Ancillary Services: Why does a CT scan in India cost a fraction of the cost in the U.S.? Are scanners more expensive in the country in which they are made? Are the companies that sell the CT scanners warm-hearted toward the people of India? No, CT scans are expensive in the U.S. because they can be. Again, it’s the fact that the third-party payors shield consumers from the exorbitant amounts charged that makes it reasonable to price CT scans out of the realm of affordability. So what do the payers do about these high costs? They pass them on to the taxpayers or raise the rates of the insurance policies. It doesn’t hurt them to pay so much, so they just keep feeding the kitty.

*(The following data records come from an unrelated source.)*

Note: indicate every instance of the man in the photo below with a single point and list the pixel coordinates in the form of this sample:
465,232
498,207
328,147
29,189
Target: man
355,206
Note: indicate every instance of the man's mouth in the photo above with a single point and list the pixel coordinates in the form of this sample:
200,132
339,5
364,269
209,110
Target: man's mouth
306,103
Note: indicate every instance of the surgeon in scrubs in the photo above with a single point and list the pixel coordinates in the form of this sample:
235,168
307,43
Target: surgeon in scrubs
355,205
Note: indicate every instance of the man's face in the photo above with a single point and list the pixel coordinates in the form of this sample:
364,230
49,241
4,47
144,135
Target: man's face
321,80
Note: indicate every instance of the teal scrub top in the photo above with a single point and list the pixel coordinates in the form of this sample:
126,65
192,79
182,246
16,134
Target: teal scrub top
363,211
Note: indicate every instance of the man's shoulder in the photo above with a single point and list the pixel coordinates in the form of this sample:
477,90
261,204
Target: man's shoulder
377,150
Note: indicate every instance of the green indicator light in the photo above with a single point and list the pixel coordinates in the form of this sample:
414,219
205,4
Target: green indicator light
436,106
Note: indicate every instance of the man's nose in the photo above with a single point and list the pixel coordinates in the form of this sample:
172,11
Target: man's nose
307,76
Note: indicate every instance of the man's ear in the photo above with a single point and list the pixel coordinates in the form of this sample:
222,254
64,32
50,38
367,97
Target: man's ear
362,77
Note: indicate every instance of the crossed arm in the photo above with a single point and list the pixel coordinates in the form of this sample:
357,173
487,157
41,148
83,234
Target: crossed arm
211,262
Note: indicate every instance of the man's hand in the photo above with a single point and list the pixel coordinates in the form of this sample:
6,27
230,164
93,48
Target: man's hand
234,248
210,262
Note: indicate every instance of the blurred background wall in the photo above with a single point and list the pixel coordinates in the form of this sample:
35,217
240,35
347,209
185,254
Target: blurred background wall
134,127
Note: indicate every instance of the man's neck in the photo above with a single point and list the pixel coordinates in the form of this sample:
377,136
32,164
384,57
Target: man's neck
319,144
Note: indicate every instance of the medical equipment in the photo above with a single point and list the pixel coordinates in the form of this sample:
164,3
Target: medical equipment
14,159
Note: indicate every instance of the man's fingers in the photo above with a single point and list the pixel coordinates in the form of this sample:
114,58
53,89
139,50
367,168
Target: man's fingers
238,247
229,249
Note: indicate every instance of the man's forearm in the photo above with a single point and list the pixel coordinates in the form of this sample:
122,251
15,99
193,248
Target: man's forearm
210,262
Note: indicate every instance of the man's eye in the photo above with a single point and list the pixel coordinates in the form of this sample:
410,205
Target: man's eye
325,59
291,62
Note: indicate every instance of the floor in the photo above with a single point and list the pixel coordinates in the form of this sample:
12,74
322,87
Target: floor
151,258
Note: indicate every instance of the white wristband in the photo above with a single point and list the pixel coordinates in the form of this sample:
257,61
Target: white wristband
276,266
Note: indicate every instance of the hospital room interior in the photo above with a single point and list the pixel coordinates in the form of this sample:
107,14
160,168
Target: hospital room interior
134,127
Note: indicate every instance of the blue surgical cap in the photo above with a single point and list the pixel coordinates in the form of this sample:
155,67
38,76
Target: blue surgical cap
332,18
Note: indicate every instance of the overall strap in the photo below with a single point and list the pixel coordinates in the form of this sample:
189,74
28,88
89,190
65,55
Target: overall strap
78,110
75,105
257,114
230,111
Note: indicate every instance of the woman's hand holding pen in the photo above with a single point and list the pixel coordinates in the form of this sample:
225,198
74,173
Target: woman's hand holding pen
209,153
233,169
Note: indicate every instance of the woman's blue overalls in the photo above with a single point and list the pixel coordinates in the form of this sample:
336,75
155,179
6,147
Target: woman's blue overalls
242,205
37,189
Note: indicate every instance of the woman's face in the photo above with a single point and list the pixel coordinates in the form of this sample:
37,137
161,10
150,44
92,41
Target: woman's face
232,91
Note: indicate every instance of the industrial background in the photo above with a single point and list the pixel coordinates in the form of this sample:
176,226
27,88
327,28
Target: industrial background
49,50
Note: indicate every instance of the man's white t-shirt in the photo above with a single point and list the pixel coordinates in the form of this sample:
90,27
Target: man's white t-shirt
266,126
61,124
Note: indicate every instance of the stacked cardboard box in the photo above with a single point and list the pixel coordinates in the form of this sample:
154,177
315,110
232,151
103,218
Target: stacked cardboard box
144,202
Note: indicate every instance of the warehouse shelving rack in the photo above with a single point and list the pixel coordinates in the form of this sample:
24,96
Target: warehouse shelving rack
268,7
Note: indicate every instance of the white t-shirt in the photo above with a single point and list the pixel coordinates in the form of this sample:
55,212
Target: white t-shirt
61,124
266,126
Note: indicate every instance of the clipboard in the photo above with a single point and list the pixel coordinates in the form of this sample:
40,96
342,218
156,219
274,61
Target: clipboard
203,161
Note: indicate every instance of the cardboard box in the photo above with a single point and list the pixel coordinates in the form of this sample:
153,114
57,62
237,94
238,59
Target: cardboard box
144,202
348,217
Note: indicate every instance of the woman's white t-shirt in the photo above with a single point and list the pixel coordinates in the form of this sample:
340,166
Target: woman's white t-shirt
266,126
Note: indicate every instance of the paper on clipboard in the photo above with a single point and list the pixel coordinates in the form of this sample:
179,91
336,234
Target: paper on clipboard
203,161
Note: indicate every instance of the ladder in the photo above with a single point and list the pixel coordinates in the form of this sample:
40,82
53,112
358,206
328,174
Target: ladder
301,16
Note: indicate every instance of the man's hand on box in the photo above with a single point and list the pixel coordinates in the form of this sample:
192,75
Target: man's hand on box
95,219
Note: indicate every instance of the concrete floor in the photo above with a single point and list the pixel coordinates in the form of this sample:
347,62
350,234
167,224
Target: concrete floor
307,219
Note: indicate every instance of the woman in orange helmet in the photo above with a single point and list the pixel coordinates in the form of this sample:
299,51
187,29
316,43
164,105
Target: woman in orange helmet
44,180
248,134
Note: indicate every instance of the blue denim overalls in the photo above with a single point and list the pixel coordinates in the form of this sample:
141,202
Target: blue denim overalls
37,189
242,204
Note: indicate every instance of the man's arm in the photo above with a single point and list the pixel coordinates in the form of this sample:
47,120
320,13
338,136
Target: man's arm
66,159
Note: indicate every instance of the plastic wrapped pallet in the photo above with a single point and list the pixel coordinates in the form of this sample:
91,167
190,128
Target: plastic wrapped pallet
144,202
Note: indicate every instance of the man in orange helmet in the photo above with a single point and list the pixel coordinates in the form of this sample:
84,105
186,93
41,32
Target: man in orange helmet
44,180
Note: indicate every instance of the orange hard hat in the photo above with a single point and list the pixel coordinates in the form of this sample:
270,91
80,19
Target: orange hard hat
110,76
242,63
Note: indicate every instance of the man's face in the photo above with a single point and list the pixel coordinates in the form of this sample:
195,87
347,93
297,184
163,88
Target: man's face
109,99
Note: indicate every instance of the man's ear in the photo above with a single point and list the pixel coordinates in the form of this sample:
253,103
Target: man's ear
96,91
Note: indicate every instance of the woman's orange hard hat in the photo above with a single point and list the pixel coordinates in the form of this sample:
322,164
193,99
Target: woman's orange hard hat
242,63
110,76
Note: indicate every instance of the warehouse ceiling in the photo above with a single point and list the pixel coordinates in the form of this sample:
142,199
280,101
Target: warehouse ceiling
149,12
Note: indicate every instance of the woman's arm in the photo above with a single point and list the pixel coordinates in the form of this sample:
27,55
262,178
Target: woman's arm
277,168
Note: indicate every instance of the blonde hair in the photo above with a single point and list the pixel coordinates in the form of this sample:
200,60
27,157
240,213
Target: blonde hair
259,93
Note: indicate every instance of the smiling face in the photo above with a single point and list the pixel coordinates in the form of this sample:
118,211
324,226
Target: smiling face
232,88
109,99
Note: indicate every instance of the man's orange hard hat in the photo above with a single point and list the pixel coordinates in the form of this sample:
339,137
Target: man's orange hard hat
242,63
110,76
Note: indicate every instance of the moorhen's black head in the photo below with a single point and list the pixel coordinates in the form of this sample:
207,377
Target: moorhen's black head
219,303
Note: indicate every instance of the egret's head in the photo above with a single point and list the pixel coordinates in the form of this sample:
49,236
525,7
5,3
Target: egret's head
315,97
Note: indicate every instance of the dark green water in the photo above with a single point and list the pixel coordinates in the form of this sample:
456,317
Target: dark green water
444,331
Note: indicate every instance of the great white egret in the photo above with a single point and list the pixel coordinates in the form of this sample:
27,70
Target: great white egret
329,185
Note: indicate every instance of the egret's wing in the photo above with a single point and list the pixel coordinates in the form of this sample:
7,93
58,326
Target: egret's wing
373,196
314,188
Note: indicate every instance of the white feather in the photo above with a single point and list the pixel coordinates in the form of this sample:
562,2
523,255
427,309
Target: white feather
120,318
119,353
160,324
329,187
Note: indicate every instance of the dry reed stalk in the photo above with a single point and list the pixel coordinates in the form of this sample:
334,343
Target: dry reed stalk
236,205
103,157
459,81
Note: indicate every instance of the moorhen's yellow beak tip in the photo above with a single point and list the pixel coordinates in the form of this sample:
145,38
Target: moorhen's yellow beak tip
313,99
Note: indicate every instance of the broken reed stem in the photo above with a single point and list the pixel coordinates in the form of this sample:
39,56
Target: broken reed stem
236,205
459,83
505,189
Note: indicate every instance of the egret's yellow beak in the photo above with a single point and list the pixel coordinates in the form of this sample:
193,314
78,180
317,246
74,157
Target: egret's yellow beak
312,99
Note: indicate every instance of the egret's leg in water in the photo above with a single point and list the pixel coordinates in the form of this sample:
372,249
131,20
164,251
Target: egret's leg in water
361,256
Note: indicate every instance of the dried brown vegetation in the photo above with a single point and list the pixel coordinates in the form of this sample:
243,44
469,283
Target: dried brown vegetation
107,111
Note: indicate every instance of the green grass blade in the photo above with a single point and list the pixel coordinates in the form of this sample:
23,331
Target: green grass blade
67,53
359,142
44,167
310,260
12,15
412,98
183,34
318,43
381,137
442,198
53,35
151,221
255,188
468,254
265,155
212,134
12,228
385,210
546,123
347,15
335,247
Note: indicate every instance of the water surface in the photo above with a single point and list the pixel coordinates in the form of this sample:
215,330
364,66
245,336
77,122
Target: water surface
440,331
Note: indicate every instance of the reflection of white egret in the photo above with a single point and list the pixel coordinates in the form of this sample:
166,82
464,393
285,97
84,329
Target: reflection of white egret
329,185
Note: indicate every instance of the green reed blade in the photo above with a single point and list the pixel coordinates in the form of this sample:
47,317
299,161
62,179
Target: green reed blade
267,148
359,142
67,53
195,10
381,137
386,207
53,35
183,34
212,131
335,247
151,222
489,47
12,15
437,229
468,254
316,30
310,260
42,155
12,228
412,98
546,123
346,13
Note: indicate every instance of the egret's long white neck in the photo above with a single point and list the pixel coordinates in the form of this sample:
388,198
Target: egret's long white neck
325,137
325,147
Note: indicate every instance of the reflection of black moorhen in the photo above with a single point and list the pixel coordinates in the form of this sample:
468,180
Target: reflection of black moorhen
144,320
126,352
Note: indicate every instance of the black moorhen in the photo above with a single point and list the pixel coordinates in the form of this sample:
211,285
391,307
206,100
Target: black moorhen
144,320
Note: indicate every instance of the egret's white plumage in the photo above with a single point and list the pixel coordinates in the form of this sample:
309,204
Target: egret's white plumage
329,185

Doctors: Yes, we doctors are not immune to eating the cat food. Some docs pile up the number of appointments, giving less time for care so they can make more money.  We primary care docs are stuck with a decision between money and quality of care. It’s a terrible decision to have to make, and many decide that money is the most important thing. Other PCPs just order a lot of tests from their own labs or x-ray facilities. We did this for a while, but the seductiveness of the dollar sign was too much for us and so we got rid of our x-ray equipment.

Then there are the highly paid specialists. A banker friend of mine recently told me about a specialist who was complaining about how horrible reimbursement is, and how bad medicine is now. Then he found out that this doctor earns over $750,000 per year.  Why do docs see so many patients that they can’t offer good care, and why do other docs feel entitled to incredibly large salaries? Because they can. Someone keeps filling the bowl.

Third-Party Payors

I think that the biggest cause of this gluttony is the third-party payor system which hides the cost from the consumer and gets us all used to the idea of paying for all that cat food. How many people are getting rich off of medicine? How many professions wouldn’t exist without this all-you-can-eat buffet of cat chow? How many companies are rewarding investors with huge profits because their devices or drugs are paid far above their cost of manufacture?

All of this money is thrown at care, and what does it get us? Does it get us better care?  Does it get us longer lives? Does it get us happier patients, or satisfied doctors?

No, it just gets us a bunch of lard-butt kitties meowing for more to eat.

Rob Lamberts, MD, is an internal medicine-pediatrics physician who blogs at More Musings (of a Distractible Kind).